While the criterion of public accessibility has been important in focusing our limited resources, the concept of urban orchards is broader than this criterion; and others may place less or no emphasis on it. The notion of urban orchards extends to individual urban homeowners who plant on their house lots.
Based on our fourteen plus years of experience with urban orchards, we have developed the following four criteria for planting new orchards.
- Before planting a new orchard there must be a credible plan to fund and plant the orchard, provide ongoing care, and utilize the fruit. EarthWorks may work with groups to seek funding and establish plans for long term care.
- EarthWorks usually only plants orchards on land owned by non-profit organizations and government agencies, such as churches, schools, community centers, low-income housing, parks, and public green space. In rare cases, as a way of furthering its goals of making local fruit available to the public and providing environmental learning sites, EarthWorks may plant an orchard on publicly accessible private land.
- In establishing new orchards, EarthWorks gives precedence to sites whose fruit will be available to the public or persons of low income.
- EarthWorks will not plant an orchard where there is a reasonable possibility that the trees will be removed within fifteen years.

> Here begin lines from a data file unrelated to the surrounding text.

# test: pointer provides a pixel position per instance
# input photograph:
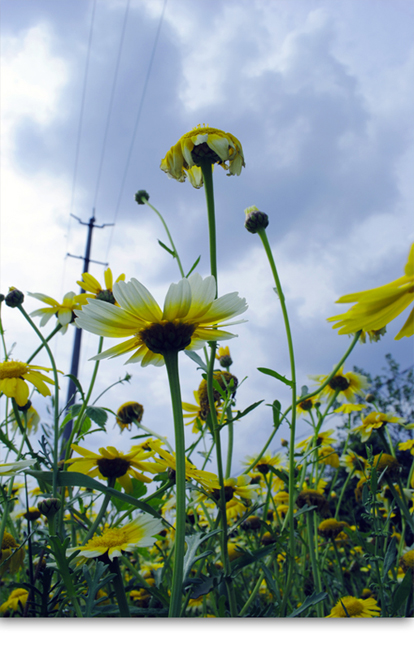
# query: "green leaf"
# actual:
(194, 266)
(98, 415)
(273, 373)
(308, 602)
(171, 252)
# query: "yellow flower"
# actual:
(129, 413)
(355, 608)
(94, 289)
(189, 318)
(375, 421)
(9, 552)
(375, 308)
(18, 597)
(113, 464)
(348, 384)
(113, 541)
(63, 311)
(207, 479)
(203, 145)
(15, 374)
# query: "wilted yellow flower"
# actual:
(375, 308)
(203, 145)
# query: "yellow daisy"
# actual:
(190, 317)
(113, 541)
(94, 289)
(113, 464)
(15, 374)
(351, 607)
(63, 311)
(375, 421)
(375, 308)
(203, 145)
(348, 384)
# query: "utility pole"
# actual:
(78, 331)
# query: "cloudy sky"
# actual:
(320, 95)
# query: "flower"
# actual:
(189, 318)
(15, 374)
(348, 385)
(375, 421)
(223, 357)
(167, 460)
(351, 607)
(11, 556)
(94, 288)
(129, 413)
(63, 311)
(202, 145)
(113, 464)
(376, 308)
(16, 598)
(138, 533)
(10, 469)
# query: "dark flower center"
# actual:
(167, 336)
(339, 383)
(113, 467)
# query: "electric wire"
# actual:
(111, 101)
(141, 103)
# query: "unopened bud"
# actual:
(255, 220)
(14, 298)
(141, 194)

Urban orchards provide many potential benefits
Contact with nature
Urban residents are usually removed from nature and the agricultural lifestyle of their ancestors. Urban orchards connect urban dwellers to nature and the food they eat. Many who grow their own food feel a closer connection to the earth.
Volunteer opportunities
Volunteers, in service to the community, become more aware and committed to a local site by helping to plant and care for trees, keeping the site clean and helping with the harvest.
Harvesting and food production
While urban orchards are seldom, if ever, commercially viable, they can provide substantial amounts of produce. They can provide organically grown food that is chemical free. Events such as picnics and cider pressings during the summer and fall bring residents together and offer a chance to relax, have fun, and enjoy the fruits of their labor.
Environmental Education
In conjunction with the Urban Orchards Program, our Outdoor Classrooms Program utilizes orchards planted in schoolyards to teach students about science and the environment and helps connect inner city youth with nature. Orchards are also a learning place for adults. Through such events as nature walks, orchard tours, and “learn and serve” work sessions, people connect with the nature that exists in their neighborhood. In horticultural courses with hands-on sessions in the orchards, participants have learned how to design, plant, and maintain an orchard and properly harvest the fruit.